HR and payroll for creative agencies in India
Reviewed by Mellow Editorial Team, HR & payroll content team
Running payroll and HR for a creative agency in India is genuinely different from running it for a software firm or a manufacturing unit. The workforce is a mix of salaried designers and copywriters, project-based freelancers, part-time consultants and occasionally interns — and each category carries different statutory obligations.
Who counts as an employee, and why it matters
The most common compliance mistake creative agencies make is treating freelancers and contract workers as a payroll-free zone. Under Indian labour law, the distinction between an employee and an independent contractor turns on factors like control, exclusivity and economic dependence — not just what the contract says.
If a person works only for your agency, follows your working hours and uses your equipment, regulators and courts may treat them as an employee regardless of how you have labelled the arrangement. That triggers EPF, ESI and gratuity obligations you may not have budgeted for.

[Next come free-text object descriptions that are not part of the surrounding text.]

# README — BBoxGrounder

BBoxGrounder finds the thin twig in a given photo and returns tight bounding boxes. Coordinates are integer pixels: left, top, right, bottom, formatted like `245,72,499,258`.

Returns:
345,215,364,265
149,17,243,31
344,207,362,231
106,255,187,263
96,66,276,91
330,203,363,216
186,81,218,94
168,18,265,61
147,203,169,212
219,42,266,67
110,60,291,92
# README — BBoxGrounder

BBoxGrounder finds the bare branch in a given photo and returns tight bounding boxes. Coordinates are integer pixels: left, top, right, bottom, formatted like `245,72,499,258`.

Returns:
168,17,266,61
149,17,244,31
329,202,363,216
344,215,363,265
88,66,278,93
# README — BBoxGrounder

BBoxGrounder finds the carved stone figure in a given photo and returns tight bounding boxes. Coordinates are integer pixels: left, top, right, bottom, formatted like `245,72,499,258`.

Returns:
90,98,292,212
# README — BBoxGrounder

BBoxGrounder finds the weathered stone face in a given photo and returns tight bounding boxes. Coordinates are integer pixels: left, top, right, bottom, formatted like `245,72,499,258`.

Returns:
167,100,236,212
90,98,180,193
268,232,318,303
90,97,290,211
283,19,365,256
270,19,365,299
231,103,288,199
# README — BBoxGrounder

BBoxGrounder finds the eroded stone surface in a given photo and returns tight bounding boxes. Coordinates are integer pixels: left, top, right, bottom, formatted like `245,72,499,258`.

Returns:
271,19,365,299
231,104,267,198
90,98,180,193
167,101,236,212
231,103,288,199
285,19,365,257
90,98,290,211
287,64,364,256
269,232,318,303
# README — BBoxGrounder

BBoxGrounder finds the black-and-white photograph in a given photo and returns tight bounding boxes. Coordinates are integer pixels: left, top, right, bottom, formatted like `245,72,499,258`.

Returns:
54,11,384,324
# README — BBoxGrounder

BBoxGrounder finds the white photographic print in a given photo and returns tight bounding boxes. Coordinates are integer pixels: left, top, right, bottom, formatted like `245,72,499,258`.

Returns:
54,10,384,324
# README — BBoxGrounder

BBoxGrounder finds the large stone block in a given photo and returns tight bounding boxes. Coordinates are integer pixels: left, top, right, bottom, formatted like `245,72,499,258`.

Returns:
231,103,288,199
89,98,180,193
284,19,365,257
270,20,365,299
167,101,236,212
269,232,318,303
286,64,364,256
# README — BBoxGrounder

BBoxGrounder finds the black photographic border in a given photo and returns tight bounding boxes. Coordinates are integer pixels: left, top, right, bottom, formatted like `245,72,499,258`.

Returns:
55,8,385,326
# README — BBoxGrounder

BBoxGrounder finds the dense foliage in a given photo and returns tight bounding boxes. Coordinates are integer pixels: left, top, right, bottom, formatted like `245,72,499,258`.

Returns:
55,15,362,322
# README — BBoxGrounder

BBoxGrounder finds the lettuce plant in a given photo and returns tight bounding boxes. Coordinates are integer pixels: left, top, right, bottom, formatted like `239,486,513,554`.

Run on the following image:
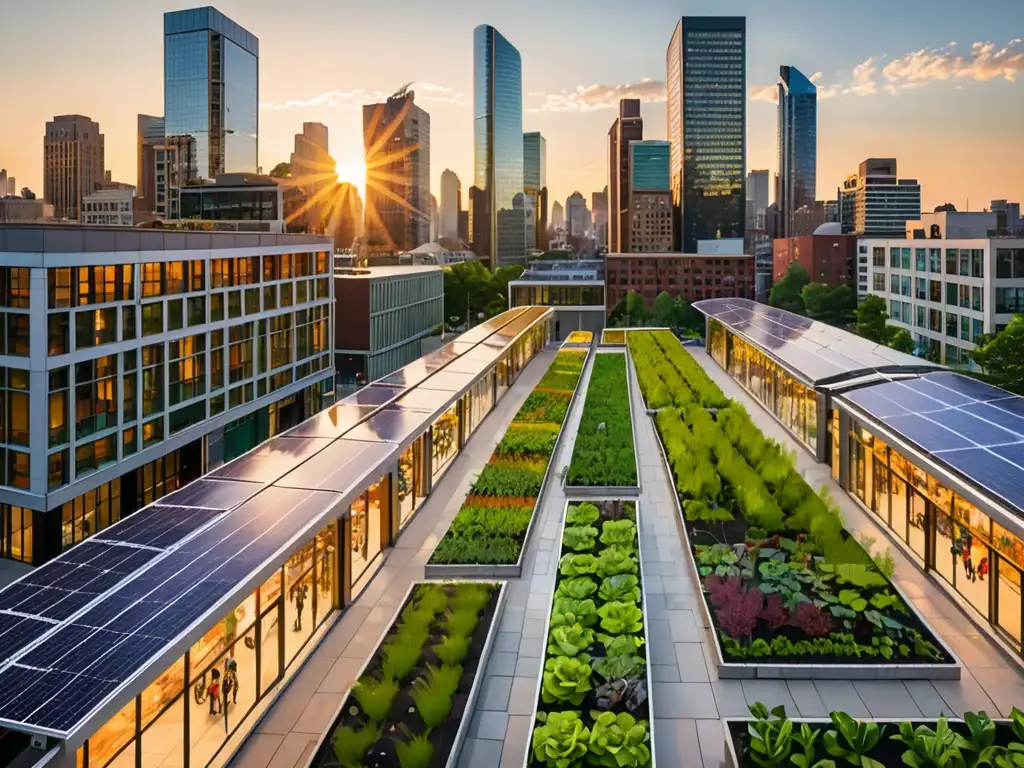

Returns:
559,552,599,577
596,546,637,578
551,597,598,628
541,656,593,705
598,519,637,550
592,653,645,681
597,601,644,634
567,502,600,525
587,711,651,767
548,623,595,657
598,574,641,604
562,524,598,552
600,633,644,656
531,711,590,768
555,576,598,600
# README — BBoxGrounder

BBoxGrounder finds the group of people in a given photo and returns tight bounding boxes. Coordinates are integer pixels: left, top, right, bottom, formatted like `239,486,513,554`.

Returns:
206,657,239,716
952,531,989,583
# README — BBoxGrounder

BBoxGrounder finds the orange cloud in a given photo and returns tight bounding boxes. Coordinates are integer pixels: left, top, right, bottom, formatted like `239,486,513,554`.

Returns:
530,78,665,112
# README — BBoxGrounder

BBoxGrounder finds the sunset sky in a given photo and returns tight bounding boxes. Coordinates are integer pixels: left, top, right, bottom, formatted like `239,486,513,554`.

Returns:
2,0,1022,214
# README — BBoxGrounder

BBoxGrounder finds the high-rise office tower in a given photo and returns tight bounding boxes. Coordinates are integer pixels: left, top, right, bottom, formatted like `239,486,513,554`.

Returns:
523,132,547,253
474,24,526,267
747,170,770,217
290,122,335,232
777,65,817,238
592,187,608,247
164,7,259,182
0,169,13,197
137,115,165,212
839,158,921,236
440,169,461,240
43,114,105,220
362,87,430,252
628,140,673,252
566,192,589,238
667,17,746,253
551,200,564,231
608,99,643,252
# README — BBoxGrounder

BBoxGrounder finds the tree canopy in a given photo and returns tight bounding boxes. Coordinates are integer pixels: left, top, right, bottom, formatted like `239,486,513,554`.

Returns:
855,295,889,343
20,187,35,200
887,327,914,353
269,162,291,179
443,261,524,328
769,263,811,313
802,283,856,327
652,291,675,326
971,315,1024,393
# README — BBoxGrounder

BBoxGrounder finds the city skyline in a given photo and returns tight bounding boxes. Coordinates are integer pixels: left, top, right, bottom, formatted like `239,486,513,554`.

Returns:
2,0,1023,216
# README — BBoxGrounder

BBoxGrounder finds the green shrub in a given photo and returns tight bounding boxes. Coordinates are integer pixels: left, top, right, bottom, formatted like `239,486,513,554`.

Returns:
352,675,399,723
332,722,382,768
472,463,546,497
567,354,638,487
434,633,472,665
394,725,434,768
410,664,462,727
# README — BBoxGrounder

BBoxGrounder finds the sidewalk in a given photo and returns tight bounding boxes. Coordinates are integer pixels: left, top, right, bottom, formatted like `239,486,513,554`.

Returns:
229,349,556,768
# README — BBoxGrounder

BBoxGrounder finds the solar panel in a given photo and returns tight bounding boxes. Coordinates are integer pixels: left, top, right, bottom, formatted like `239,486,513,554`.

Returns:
924,372,1007,403
343,408,430,445
930,407,1022,446
899,377,976,407
417,370,479,393
844,387,913,419
276,438,395,494
155,478,260,510
388,387,456,413
0,615,55,662
96,505,222,549
341,385,404,408
883,414,975,452
964,402,1024,437
210,436,332,484
284,403,376,438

For genuine freelancers — those who work for multiple clients, set their own hours and invoice you — TDS under the Income Tax Act applies instead. You deduct tax at source on professional fees and issue the relevant TDS certificate. Keep clean records of each person's status from day one.
Payroll structure for salaried agency staff
For employees on a fixed salary, the structure that works best for creative agencies is broadly the same as any other sector, with a few practical notes.
Basic salary and allowances. Keep basic salary at a reasonable proportion of CTC. A very low basic inflates take-home in the short run but reduces EPF contributions (calculated at 12% of basic wage for both employee and employer), which employees often resent later. It also understates gratuity, payable after five years of continuous service and calculated on last drawn basic and dearness allowance.
Variable pay. Many agencies pay project bonuses or performance incentives. These are fully taxable as salary and must be included in TDS calculations. If you pay them irregularly, adjust Form 24Q filings in the quarter you actually pay them out — do not wait until year end.
Income tax under the new regime. From 2026/27, most employees default to the new tax regime unless they opt out. Slabs rise progressively to 30%, with a section 87A rebate available for lower incomes and a 4% health and education cess on top of income tax. When running TDS calculations at the start of the year, collect investment declarations anyway — employees who want to opt into the old regime must do so explicitly and may change their choice once during the year.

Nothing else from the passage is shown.